A couple of days ago I finally released the first Julia project I had alluded to, a technique to compute key rates in QKD using proper conic methods. The paper is out, and the github repository is now public. It’s the first paper from my new research group in Valladolid, and I’m very happy about it. First because of the paper, and secondly because now I have students to do the hard work for me.
The inspiration for this paper came from the Prado museum in Madrid. I was forced to go there as a part of a group retreat (at the time I was part of Miguel Navascués’ group in Vienna), and I was bored out of my mind looking at painting after painting1. I then went to the museum cafe and started reading some papers on conic optimization to pass the time.
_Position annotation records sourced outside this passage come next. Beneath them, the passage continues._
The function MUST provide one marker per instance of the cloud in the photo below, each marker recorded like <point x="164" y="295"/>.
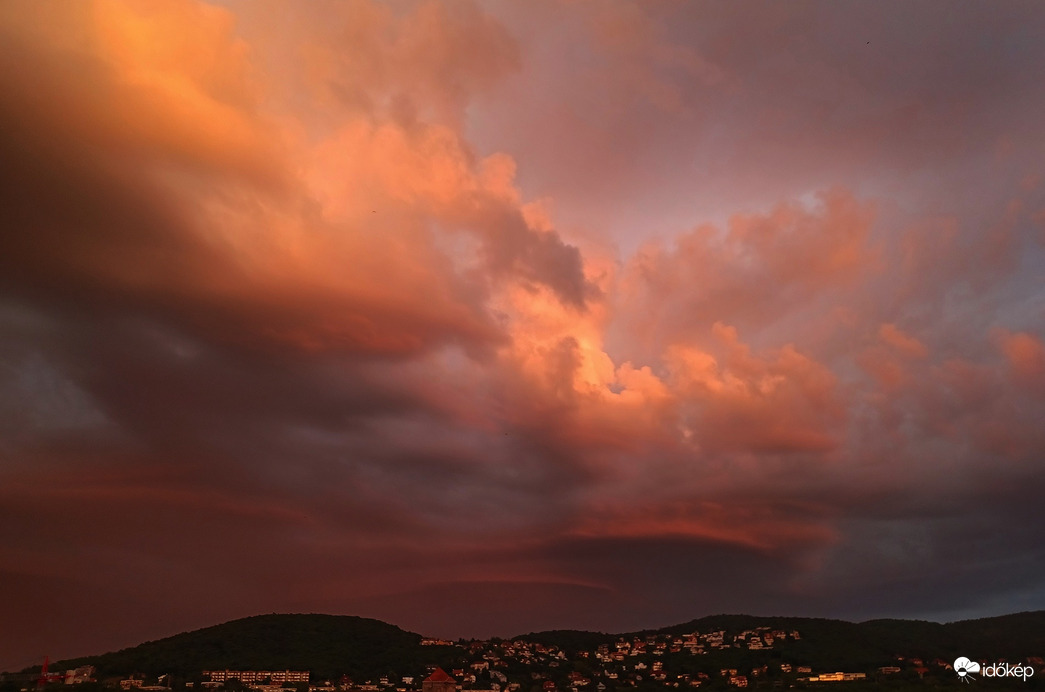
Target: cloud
<point x="616" y="320"/>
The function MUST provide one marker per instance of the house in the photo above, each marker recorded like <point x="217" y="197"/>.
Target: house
<point x="439" y="682"/>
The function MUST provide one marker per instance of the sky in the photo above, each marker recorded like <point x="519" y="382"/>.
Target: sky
<point x="484" y="318"/>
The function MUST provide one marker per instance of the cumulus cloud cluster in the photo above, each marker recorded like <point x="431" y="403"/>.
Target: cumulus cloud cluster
<point x="436" y="314"/>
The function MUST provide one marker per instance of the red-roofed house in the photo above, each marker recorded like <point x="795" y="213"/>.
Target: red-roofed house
<point x="439" y="682"/>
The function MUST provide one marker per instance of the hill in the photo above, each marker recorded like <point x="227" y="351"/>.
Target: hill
<point x="330" y="646"/>
<point x="327" y="645"/>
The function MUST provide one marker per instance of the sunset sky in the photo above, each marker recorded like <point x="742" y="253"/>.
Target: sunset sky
<point x="482" y="318"/>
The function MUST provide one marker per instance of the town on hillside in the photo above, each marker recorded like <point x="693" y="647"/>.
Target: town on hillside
<point x="643" y="662"/>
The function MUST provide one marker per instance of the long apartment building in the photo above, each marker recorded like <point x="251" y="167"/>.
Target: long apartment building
<point x="277" y="676"/>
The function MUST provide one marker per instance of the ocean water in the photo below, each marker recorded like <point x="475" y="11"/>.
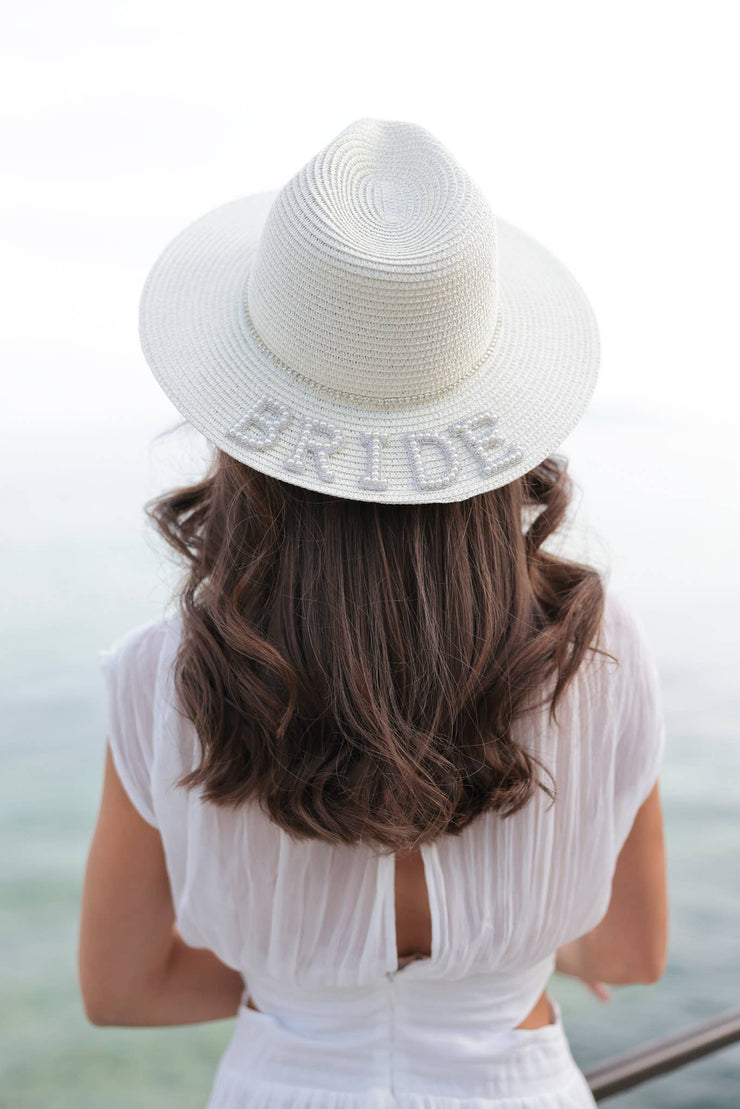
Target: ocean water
<point x="655" y="505"/>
To my great surprise, I found out that there was an algorithm capable of handling the relative entropy cone, and moreover it had already been implemented in the solver Hypatia, which to top it off was written in Julia! Sounded like Christmas had come early. ¿Or maybe I had a jamón overdose?
Life wasn’t so easy, though: the relative entropy cone was implemented only for real matrices, and the complex case is the only one that matters2. I thought no problem, I can just do the generalization myself. Then I opened the source code, and I changed my mind. This cone is a really nasty beast. The PSD cone is a child’s birthday in comparison. I was too busy with other projects at the time to seriously dedicate to it, so I wrote to the developers of Hypatia, Chris Coey and Lea Kapelevich, asking whether they were interested in doing the complex case. And they were! I just helped a little bit with testing and benchmarking.
Now I can’t really publish a paper based only on doing this, but luckily the problem turned out to be much more difficult: I realized that the relative entropy cone couldn’t actually be used to compute key rates. The reason is somewhat technical: in order to solve the problem reliably one cannot have singular matrices, it needs to be formulated in terms of their support only (the technical details are in the paper). But if one reformulates the problem in terms of the support of the matrices, it’s no longer possible to write it in terms of the relative entropy cone3.
I had to come up with a new cone, and implement it from scratch. Now that’s enough material for a paper. To make things better, by this time I was already in Valladolid, so my students could do the hard work. Now it’s done. ¡Thanks Andrés, thanks Pablo, thanks Miguel!